Otherwise, a weekend for farewells. On Saturday, the New Royal Family abdicated after a typically energetic but strangely elegiac show. And because it was their last, and because the supports included two with social overlap and one who were Proxy Music, a fairly good proportion of 'everyone I have ever met' was there. Some of whom I thought must have known each other but did not, so I was at least able to introduce them and feel there were beginnings to balance out the ending. I think in the end it felt more celebratory than not, but still a sad day. Not least because the previous night had been the end of another era. Not that you can ever definitively pronounce a death in comics, but the last issue of Phonogram for the foreseeable was out, and the creators were dressed for a wake. It's an atypical issue, too, addressing something I had wondered about - in Phonogram's frame of reference, is there anyone who really likes music but isn't a phonomancer? And of course the answer is nothing so simple as yes or no, more like 'magic happens'. It's the counterbalance to last issue and Lloyd's over-intellectualisation, to the point of being almost wordless. It is also wonderful, but by now you probably guessed I was going to say that.

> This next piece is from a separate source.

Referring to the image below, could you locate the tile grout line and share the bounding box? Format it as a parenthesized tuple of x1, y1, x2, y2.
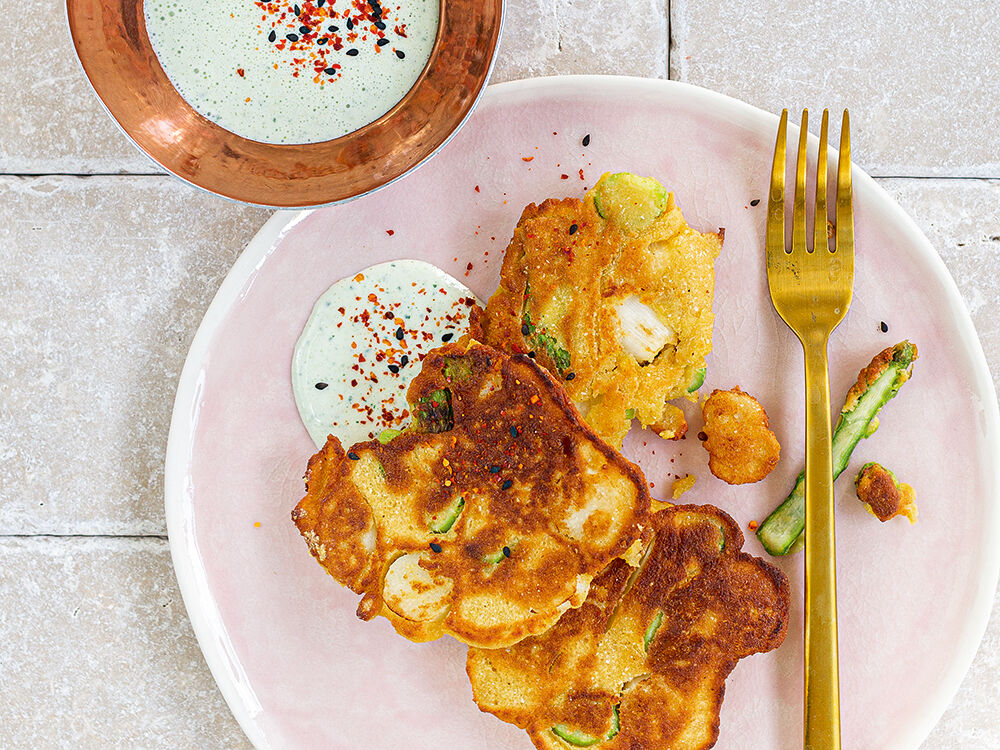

Anyway, that was one issue, but due to overwhelming public demand* let's take a look at the rest of the last two weeks' comics. Includes legitimate use of the phrase PIRATE BATMAN! )
And since I started writing all this, I've learned of another exit - The 18 Carat Love Affair will be playing one more show, then bowing out. Sad times.

"I read naturalistic novels and they seem to me to be written by people who read too many naturalistic novels. They just seem to be full of convention, that’s all." - Will Self, from a very good interview which also explores his feelings on cities (more negative than I can agree with, but he couldn't write his books without them), the degree to which the novel's self-definition against film is obsolescent, and his sense of his own work's weakness. I know that the failings of the naturalistic novel are something of a hobby horse for me, but I was reminded just how limited a genre naturalism is the other day when a friend mentioned, quite legitimately, that the film she thought had best mirrored her own recent work experience was Tropic Thunder.

*By which I mean it got one comment, which is more than the entirety of Friday's post, so it's comparatively true.